A French-trained Egyptian/Greek/Lebanese chef married to a Korean and cooking delicious Mexican food – where else could this be but in Melbourne!
Elias Dib has a passion for cooking, and with all his influences – from classic French training and his Middle Eastern and Mediterranean family, to his wife’s Korean background and his world travels – it feels perfectly normal that he’s the Head Chef at Amigos Mexican restaurants in Melbourne. The much-loved menu is Mexican-inspired, meaning Elias likes to serve up traditional favourites with a twist – like burritos with coconut curry sauce or nachos with barbecued prawns and scallops.
Where did you grow up?
“The world’s most liveable city – Melbourne! Melbourne has such a diverse mix of cultures and food; it was exactly where I needed to be.”
When did you realise you wanted to be a chef?
“It actually wasn’t until I started working at the Windsor hotel at the age of 18. I was inspired watching all the chefs, the creativity they put into the dishes they created and the buzz that came with it.”
Is there one dish you still struggle to get right?
“In short – no. I generally don’t follow recipes. I prefer to create my own based on what I’ve learnt over the years, my extensive travels overseas and dining out at many of Melbourne’s best restaurants.”

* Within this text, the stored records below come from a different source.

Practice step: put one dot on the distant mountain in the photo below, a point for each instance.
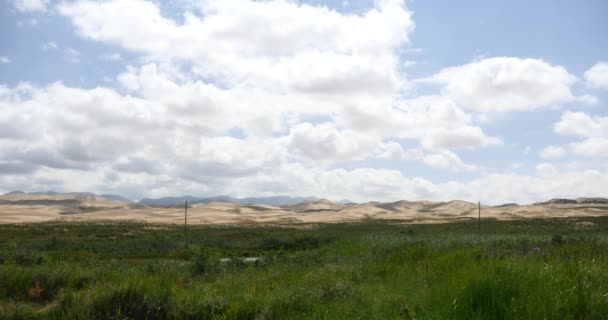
(271, 201)
(556, 201)
(116, 198)
(168, 201)
(510, 204)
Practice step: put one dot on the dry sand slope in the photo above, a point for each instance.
(24, 208)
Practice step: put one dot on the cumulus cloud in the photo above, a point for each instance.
(504, 84)
(592, 129)
(597, 75)
(264, 69)
(447, 160)
(552, 152)
(30, 5)
(277, 45)
(546, 169)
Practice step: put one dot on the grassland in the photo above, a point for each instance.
(528, 269)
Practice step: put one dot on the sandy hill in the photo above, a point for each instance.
(315, 206)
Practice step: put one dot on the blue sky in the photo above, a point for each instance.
(501, 101)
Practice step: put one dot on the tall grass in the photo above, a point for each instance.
(535, 269)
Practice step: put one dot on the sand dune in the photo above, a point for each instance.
(28, 208)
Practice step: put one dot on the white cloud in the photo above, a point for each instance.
(597, 75)
(546, 169)
(436, 121)
(579, 124)
(72, 55)
(591, 147)
(51, 45)
(112, 57)
(272, 44)
(324, 142)
(552, 152)
(30, 5)
(592, 129)
(447, 160)
(504, 84)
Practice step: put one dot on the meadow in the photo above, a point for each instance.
(525, 269)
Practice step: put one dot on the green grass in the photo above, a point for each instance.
(528, 269)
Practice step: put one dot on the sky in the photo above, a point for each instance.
(491, 101)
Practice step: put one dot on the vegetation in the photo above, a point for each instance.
(529, 269)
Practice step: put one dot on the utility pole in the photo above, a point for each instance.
(479, 217)
(186, 223)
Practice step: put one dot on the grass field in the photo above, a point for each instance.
(529, 269)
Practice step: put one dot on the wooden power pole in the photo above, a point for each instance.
(479, 217)
(186, 223)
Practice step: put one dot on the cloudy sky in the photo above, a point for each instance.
(498, 101)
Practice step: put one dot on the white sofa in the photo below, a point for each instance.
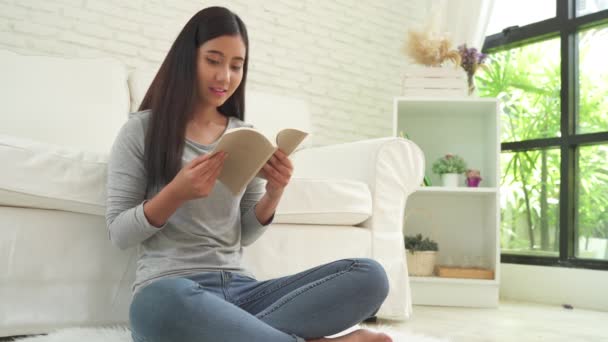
(58, 268)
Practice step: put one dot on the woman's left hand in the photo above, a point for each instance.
(278, 171)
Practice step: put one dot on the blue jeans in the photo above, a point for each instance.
(224, 306)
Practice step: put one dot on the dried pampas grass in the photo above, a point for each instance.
(429, 49)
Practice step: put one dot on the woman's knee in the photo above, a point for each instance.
(375, 280)
(156, 304)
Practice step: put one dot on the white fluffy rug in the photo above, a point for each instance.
(122, 334)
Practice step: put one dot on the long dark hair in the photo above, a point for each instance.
(173, 93)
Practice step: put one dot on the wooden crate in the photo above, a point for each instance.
(462, 272)
(433, 81)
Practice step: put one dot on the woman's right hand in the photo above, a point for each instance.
(197, 178)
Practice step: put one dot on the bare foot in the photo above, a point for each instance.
(361, 335)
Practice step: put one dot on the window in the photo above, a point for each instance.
(550, 73)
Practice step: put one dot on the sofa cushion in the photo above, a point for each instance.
(324, 201)
(47, 176)
(41, 175)
(79, 102)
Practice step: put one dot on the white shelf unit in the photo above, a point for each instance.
(464, 221)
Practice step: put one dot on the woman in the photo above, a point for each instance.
(189, 229)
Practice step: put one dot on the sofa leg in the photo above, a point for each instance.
(372, 319)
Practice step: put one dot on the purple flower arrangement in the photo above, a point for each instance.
(470, 61)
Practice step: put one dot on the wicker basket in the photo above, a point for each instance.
(421, 263)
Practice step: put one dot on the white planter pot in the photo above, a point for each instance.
(450, 179)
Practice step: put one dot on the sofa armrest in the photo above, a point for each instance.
(394, 162)
(393, 168)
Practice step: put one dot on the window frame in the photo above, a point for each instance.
(564, 25)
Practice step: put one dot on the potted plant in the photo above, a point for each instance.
(473, 178)
(449, 167)
(421, 255)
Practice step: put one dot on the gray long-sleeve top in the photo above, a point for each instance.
(205, 234)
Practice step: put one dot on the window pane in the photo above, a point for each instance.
(527, 82)
(507, 13)
(590, 6)
(593, 80)
(592, 202)
(530, 202)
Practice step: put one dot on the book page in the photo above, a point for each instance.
(287, 140)
(248, 150)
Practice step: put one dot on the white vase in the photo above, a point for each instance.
(450, 179)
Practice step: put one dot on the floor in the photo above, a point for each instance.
(511, 322)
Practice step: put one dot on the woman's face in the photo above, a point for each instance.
(220, 64)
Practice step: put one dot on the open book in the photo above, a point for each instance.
(248, 150)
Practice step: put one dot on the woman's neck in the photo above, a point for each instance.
(207, 115)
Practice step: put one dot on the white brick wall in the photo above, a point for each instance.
(342, 56)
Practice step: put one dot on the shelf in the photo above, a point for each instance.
(458, 190)
(463, 281)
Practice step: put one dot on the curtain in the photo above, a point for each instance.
(465, 21)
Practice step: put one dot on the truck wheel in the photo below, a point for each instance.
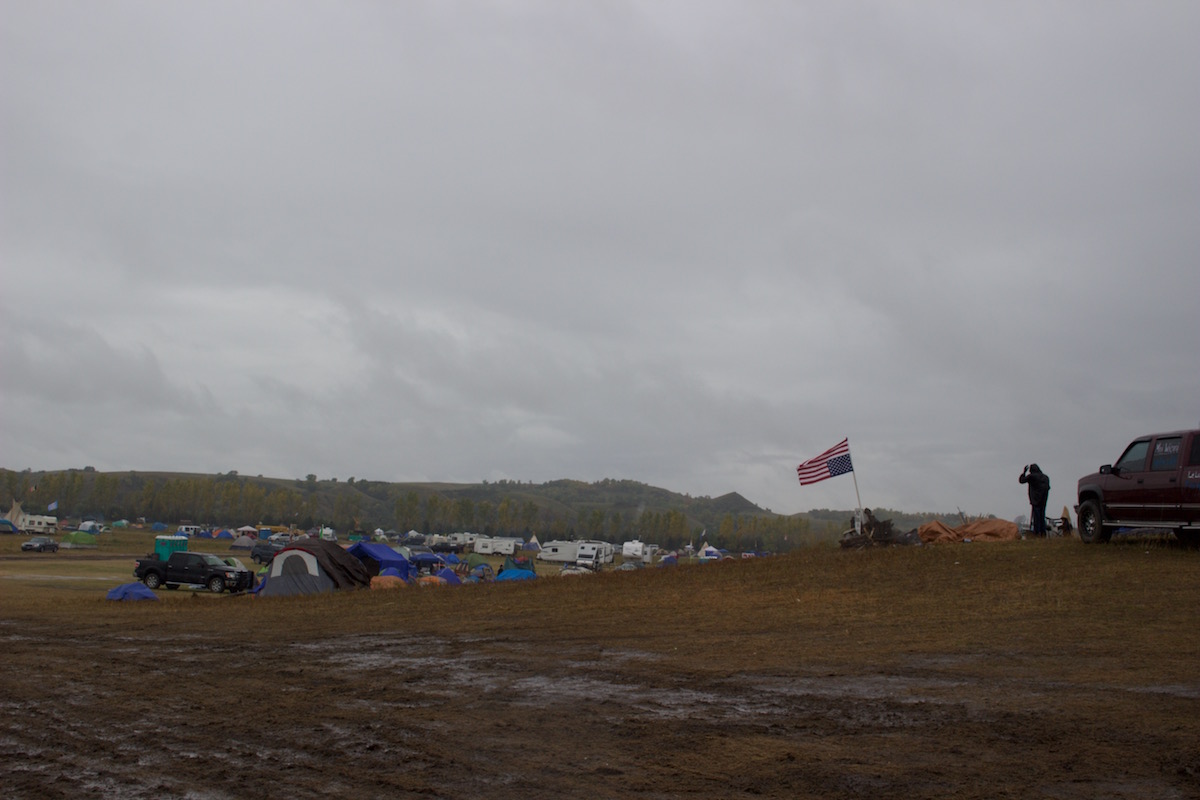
(1091, 523)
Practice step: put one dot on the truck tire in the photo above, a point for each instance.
(1091, 523)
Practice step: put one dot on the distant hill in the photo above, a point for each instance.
(612, 510)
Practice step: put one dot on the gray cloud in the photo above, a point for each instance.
(685, 244)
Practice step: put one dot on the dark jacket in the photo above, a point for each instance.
(1039, 485)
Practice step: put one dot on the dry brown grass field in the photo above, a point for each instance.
(1024, 669)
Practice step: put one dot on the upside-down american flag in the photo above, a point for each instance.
(832, 462)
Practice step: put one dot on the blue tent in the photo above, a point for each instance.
(131, 591)
(449, 576)
(516, 575)
(430, 561)
(377, 557)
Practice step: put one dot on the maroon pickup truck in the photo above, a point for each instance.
(1156, 483)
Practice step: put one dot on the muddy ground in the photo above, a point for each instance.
(144, 708)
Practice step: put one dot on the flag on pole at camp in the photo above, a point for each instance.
(832, 462)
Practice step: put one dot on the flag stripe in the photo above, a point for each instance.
(832, 462)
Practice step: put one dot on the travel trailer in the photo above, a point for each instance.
(636, 551)
(498, 545)
(559, 551)
(594, 554)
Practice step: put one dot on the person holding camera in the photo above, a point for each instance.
(1039, 491)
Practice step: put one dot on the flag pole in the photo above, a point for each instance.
(858, 511)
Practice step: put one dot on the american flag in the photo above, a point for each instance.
(832, 462)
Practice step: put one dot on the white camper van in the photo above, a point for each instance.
(497, 545)
(594, 554)
(559, 551)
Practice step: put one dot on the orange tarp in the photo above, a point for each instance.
(982, 530)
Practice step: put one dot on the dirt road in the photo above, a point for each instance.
(375, 701)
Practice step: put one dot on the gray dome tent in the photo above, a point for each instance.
(310, 566)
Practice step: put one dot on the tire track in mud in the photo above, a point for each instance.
(394, 716)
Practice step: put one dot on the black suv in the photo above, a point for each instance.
(41, 545)
(264, 551)
(1156, 483)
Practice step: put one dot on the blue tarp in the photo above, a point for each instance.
(131, 591)
(516, 575)
(377, 557)
(427, 560)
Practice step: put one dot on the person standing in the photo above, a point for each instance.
(1039, 491)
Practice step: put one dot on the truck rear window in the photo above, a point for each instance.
(1167, 453)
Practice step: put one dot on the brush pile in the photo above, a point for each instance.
(876, 533)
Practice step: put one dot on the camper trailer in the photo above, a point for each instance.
(497, 546)
(636, 551)
(559, 551)
(594, 554)
(36, 523)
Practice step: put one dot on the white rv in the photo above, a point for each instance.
(636, 551)
(594, 554)
(559, 551)
(37, 523)
(497, 545)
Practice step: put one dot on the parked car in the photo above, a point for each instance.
(183, 567)
(1156, 483)
(264, 551)
(41, 545)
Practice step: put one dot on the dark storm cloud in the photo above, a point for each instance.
(687, 244)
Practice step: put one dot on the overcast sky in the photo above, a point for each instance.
(689, 244)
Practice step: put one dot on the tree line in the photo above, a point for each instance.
(510, 510)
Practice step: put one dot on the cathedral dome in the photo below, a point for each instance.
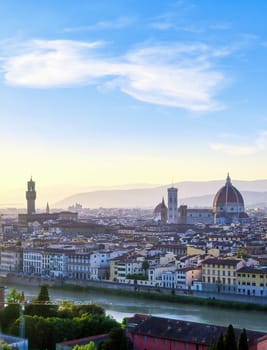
(161, 206)
(228, 200)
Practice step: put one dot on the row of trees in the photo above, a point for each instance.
(47, 324)
(228, 341)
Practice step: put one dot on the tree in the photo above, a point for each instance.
(12, 311)
(145, 266)
(213, 346)
(243, 341)
(229, 339)
(39, 305)
(90, 346)
(220, 343)
(14, 296)
(43, 295)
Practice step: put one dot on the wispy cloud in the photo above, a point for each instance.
(118, 23)
(234, 149)
(176, 75)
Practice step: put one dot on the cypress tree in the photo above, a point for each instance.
(243, 341)
(229, 339)
(220, 343)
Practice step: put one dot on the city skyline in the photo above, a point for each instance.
(94, 95)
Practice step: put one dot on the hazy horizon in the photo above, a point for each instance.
(95, 96)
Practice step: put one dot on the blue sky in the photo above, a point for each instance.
(106, 93)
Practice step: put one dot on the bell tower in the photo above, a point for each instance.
(31, 196)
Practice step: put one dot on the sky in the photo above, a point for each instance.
(107, 93)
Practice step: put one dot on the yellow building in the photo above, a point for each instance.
(252, 281)
(219, 274)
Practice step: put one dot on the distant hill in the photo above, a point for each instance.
(194, 194)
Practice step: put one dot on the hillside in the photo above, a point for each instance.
(194, 194)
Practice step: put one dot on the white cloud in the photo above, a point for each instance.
(118, 23)
(258, 145)
(176, 75)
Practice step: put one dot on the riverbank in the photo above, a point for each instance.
(229, 301)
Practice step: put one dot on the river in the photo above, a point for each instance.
(119, 307)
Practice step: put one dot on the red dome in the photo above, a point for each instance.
(228, 195)
(161, 206)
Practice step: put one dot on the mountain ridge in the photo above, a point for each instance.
(192, 193)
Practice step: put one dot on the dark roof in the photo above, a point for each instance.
(227, 194)
(83, 341)
(255, 270)
(190, 332)
(221, 261)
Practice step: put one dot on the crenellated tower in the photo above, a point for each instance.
(31, 197)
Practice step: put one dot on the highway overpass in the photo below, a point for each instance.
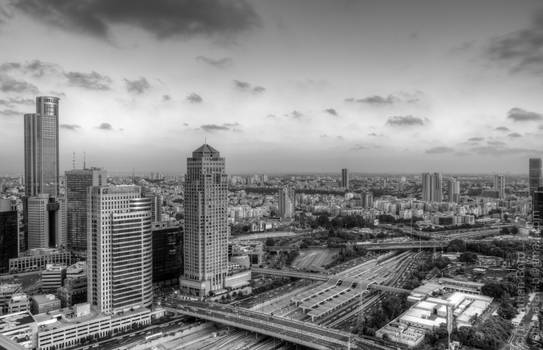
(296, 332)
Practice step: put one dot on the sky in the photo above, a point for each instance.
(278, 86)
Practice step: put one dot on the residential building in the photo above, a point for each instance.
(119, 254)
(205, 238)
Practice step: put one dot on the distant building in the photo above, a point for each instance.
(453, 190)
(205, 238)
(286, 203)
(499, 185)
(78, 182)
(345, 178)
(432, 187)
(119, 259)
(167, 253)
(9, 234)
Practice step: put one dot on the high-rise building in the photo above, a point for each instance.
(453, 190)
(345, 178)
(205, 238)
(286, 203)
(432, 190)
(537, 205)
(41, 148)
(167, 253)
(499, 185)
(9, 234)
(534, 174)
(78, 182)
(119, 249)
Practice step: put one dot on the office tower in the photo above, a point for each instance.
(537, 205)
(78, 182)
(119, 249)
(432, 190)
(534, 174)
(499, 185)
(205, 239)
(345, 178)
(453, 190)
(167, 253)
(286, 203)
(9, 234)
(41, 148)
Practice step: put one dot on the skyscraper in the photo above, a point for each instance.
(499, 185)
(119, 249)
(432, 187)
(78, 182)
(345, 178)
(41, 148)
(453, 190)
(205, 240)
(286, 203)
(9, 234)
(534, 174)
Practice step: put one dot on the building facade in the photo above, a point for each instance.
(534, 173)
(9, 234)
(205, 239)
(78, 182)
(432, 187)
(119, 254)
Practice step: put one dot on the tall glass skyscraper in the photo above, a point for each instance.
(41, 148)
(119, 249)
(78, 182)
(205, 240)
(534, 173)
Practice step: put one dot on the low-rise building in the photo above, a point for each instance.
(44, 303)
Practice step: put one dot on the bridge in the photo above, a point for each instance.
(294, 331)
(333, 278)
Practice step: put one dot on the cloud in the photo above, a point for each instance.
(222, 127)
(35, 68)
(10, 113)
(12, 101)
(520, 50)
(161, 18)
(377, 100)
(224, 62)
(9, 84)
(195, 98)
(331, 111)
(105, 126)
(245, 86)
(407, 120)
(90, 81)
(439, 150)
(74, 127)
(521, 115)
(259, 89)
(138, 86)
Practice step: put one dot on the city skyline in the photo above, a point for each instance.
(395, 93)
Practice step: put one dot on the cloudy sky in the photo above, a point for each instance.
(279, 85)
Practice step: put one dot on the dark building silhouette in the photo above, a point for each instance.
(167, 254)
(9, 234)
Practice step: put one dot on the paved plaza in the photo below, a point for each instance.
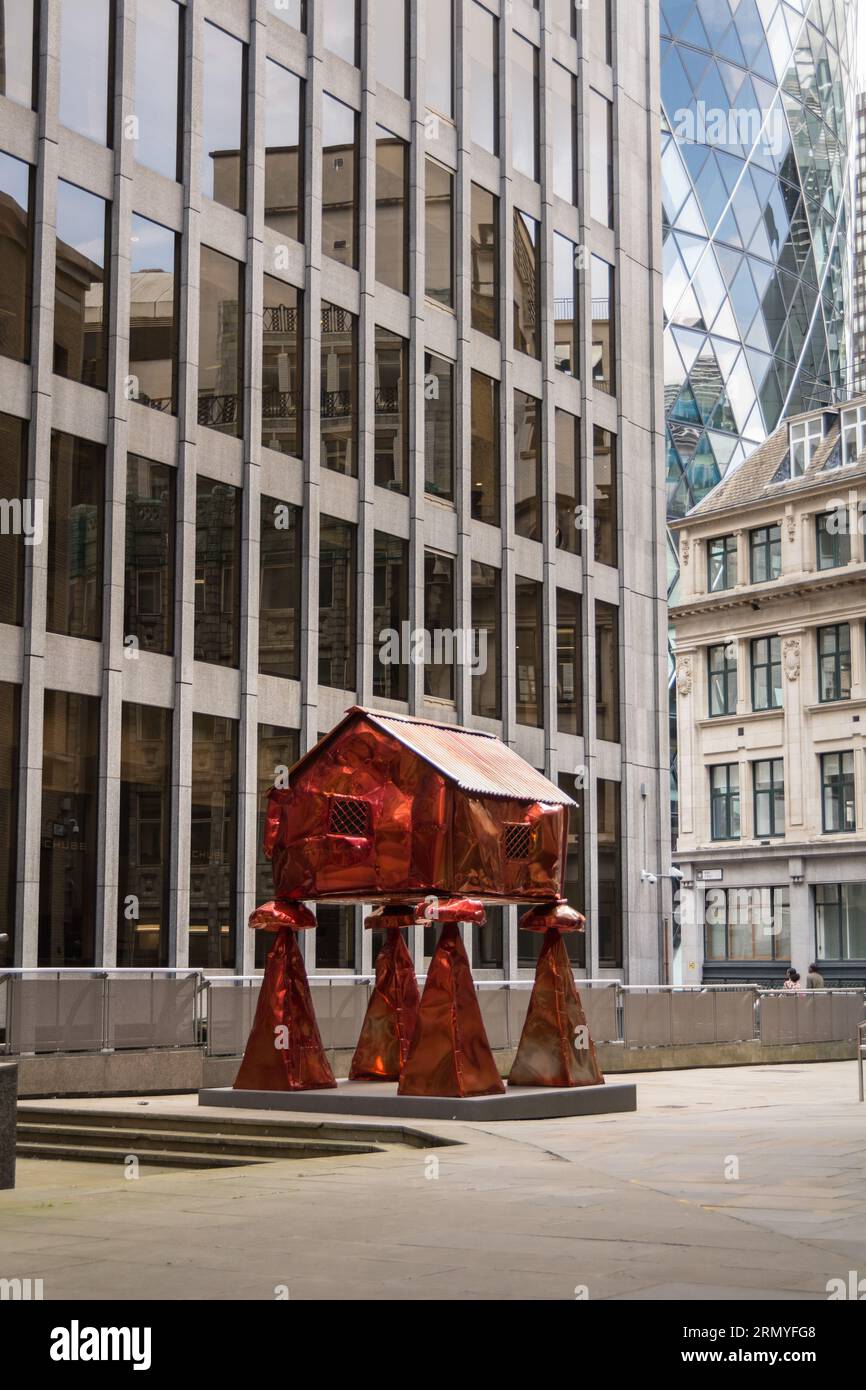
(726, 1183)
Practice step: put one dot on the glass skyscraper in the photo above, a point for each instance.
(756, 128)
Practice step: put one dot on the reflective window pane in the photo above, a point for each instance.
(484, 75)
(438, 426)
(605, 496)
(527, 466)
(524, 99)
(75, 537)
(18, 519)
(341, 28)
(157, 84)
(217, 631)
(337, 603)
(389, 616)
(487, 609)
(85, 67)
(526, 285)
(439, 234)
(485, 262)
(338, 406)
(391, 412)
(484, 446)
(213, 843)
(145, 837)
(391, 49)
(567, 483)
(280, 588)
(339, 181)
(18, 52)
(438, 57)
(221, 342)
(15, 257)
(10, 749)
(528, 622)
(81, 319)
(224, 118)
(70, 830)
(391, 224)
(149, 566)
(439, 599)
(153, 316)
(281, 367)
(284, 152)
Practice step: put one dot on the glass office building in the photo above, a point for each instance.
(332, 349)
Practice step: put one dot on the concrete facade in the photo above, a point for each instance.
(38, 660)
(816, 713)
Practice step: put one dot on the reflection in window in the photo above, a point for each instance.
(524, 99)
(157, 85)
(81, 320)
(567, 483)
(10, 748)
(217, 633)
(485, 449)
(18, 34)
(15, 259)
(281, 367)
(391, 47)
(338, 406)
(601, 159)
(85, 67)
(221, 344)
(603, 496)
(569, 683)
(565, 306)
(21, 516)
(438, 426)
(484, 77)
(606, 673)
(528, 630)
(438, 57)
(487, 606)
(389, 613)
(485, 262)
(68, 830)
(149, 558)
(153, 314)
(280, 590)
(145, 836)
(391, 224)
(213, 843)
(602, 327)
(527, 466)
(224, 118)
(338, 181)
(527, 313)
(341, 29)
(282, 152)
(391, 419)
(439, 234)
(439, 601)
(609, 875)
(563, 109)
(75, 537)
(337, 603)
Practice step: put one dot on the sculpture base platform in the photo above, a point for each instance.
(521, 1102)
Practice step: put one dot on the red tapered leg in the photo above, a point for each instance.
(391, 1015)
(555, 1045)
(284, 1051)
(449, 1052)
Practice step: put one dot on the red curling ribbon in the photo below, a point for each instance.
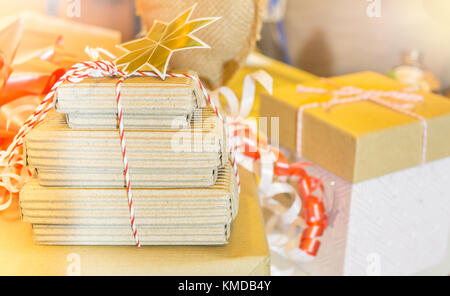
(313, 207)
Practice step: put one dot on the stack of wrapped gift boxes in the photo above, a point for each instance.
(184, 189)
(389, 212)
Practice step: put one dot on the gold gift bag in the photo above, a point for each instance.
(231, 38)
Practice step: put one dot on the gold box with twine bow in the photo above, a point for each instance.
(361, 126)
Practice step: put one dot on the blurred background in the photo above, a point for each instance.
(323, 37)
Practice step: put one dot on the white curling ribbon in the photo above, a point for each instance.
(242, 110)
(95, 53)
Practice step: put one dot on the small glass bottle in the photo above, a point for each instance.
(412, 72)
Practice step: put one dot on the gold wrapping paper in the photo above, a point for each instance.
(246, 254)
(361, 140)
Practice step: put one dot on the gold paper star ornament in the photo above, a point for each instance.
(155, 50)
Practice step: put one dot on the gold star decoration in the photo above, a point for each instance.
(156, 48)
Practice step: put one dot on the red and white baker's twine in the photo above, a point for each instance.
(90, 70)
(350, 94)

What does it take to be a successful chef?
“Having a passion for what you do. Being creative. Using fresh ingredients. Being prepared to work hard.”
Worst job you have ever had?
“It would probably have to be the door-to-door sales job selling encyclopaedias at the age of 16. Having said that, I may never have discovered that a career as a chef was for me if I hadn’t done what I didn’t enjoy to work out what really did inspire me.”
What is your signature dish?
“Seafood honey mustard fajita. It’s a French-based dish, obviously Mexican-inspired, but it’s pretty safe to say that you wouldn’t be able to find it anywhere else in the world.”
What is unique about your restaurant?
“I think we have created something truly unique in the Melbourne market in terms of Mexican food and beverages. Our food draws on my partner’s Korean background, my formal training in French cuisine and background in Italian, fine dining and international cookery. So the end product really is Mexican-inspired with influences from around the globe.”
What is the chef serving in heaven?
“Amigos’ chicken and honey seeded mustard signature burritos!”
What is the most bizarre dish you have ever tried?
“I wouldn’t really call it a dish, but the most bizarre thing I have tried was dried, spiced cockroaches in Vietnam. I generally will try anything in my travels but I think that was the most daring…it really was “hard to swallow”.”
What is one question people are always asking you?
“’Why Mexican and you’re Egyptian?’ And I suppose my answer is always the same, that 80% of Melbourne’s Italian restaurants are Lebanese. Being a mix of Egyptian/Greek/Lebanese myself and my partner being Korean, with a Mexican restaurant in Melbourne - it makes perfect sense in this culturally-diverse city”
What is your biggest food indulgence?
“My mum’s traditional Mediterranean home cooking and my mother in-law’s amazing home Korean. I draw a lot from both in my cooking. Especially when it comes to the generosity of the servings!”
How do you have your coffee?
“Strong latte and occasionally a hot glass of milk with honey.”
What ingredient are you obsessed with right now?
“One of the basics - fresh coriander. It has always been one of my favourite fresh herbs.”
Which three people would to invite to a dinner party?
“Mohammed Ali, Pope John Paul and Barack Obama.”
What is your best tip for home cooks?
“Source fresh ingredients and don’t be afraid to add your own personal touch to any recipe.”